Niceto Alcalá-Zamora y Torres (6 July 1877 – 18 February 1949) was a Spanish lawyer and politician who served, briefly, as the first prime minister of the Second Spanish Republic, and then—from 1931 to 1936—as its president.
Alcalá-Zamora was born in Priego de Cordoba, Spain, son of Manuel Alcalá-Zamora y Caracuel (brother of Gregorio (d. Madrid, 28 February 1894) and Luis (1833–1873)) and wife Francisca Torres y del Castillo (sister of Gloria, married to José de Torres y Ortega (b. Valdepeñas, 13 March 1833), and Enriqueta), paternal grandson of Gregorio Alcalá-Zamora y García and wife María de Santa Engracia Caracuel Serrano, and maternal grandson of Juan Manuel Torres y Baro and wife María del Rosario Castillo.
A lawyer by profession, from a very young age he was active in the Liberal Party. Chosen as a deputy, he quickly gained fame for his eloquent interventions in the Congress of Deputies, arriving to be minister of Public Works in 1917 and of War in 1922, comprised part of the governments of concentration presided over by García Prieto. He was also Spain’s representative in the League of Nations.

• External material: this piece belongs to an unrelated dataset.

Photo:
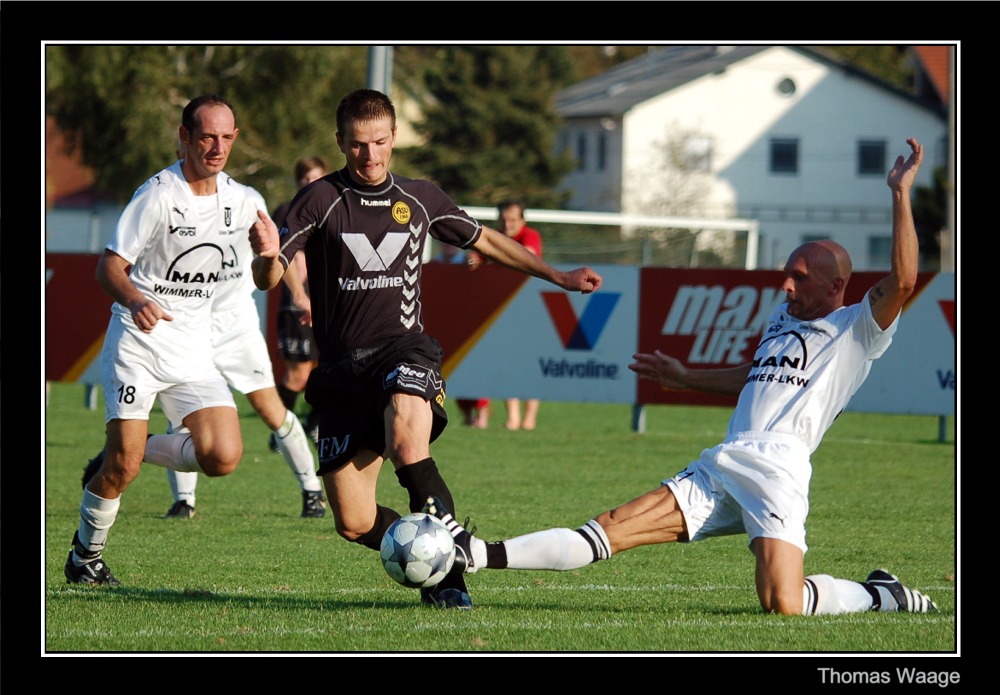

Disappointed by the acceptance on the part of the King, Alfonso XIII, of the coup d'état by General Miguel Primo de Rivera on 13 September 1923, Alcalá-Zamora did not collaborate with the new regime. After the departure of the dictator in 1930, he declared himself a republican in a meeting that took place on 13 April in the Apolo theatre of Valencia. He was one of the instigators of the Pact of San Sebastián. The failure of the military uprising (Revolt of Jaca) in Aragon of that same year sent him to prison, as a member of the revolutionary committee, but he left jail after the municipal elections of 12 April 1931. In these elections, although the monarchist candidates won more overall votes than the republicans did, the republicans did so well in the provincial cities that Alfonso soon abandoned power. Without waiting for a fresh election, Alcalá-Zamora put himself at the head of a revolutionary provisional government, becoming the 122nd Prime Minister, which occupied the ministries in Madrid on 14 April and which proclaimed the Second Spanish Republic.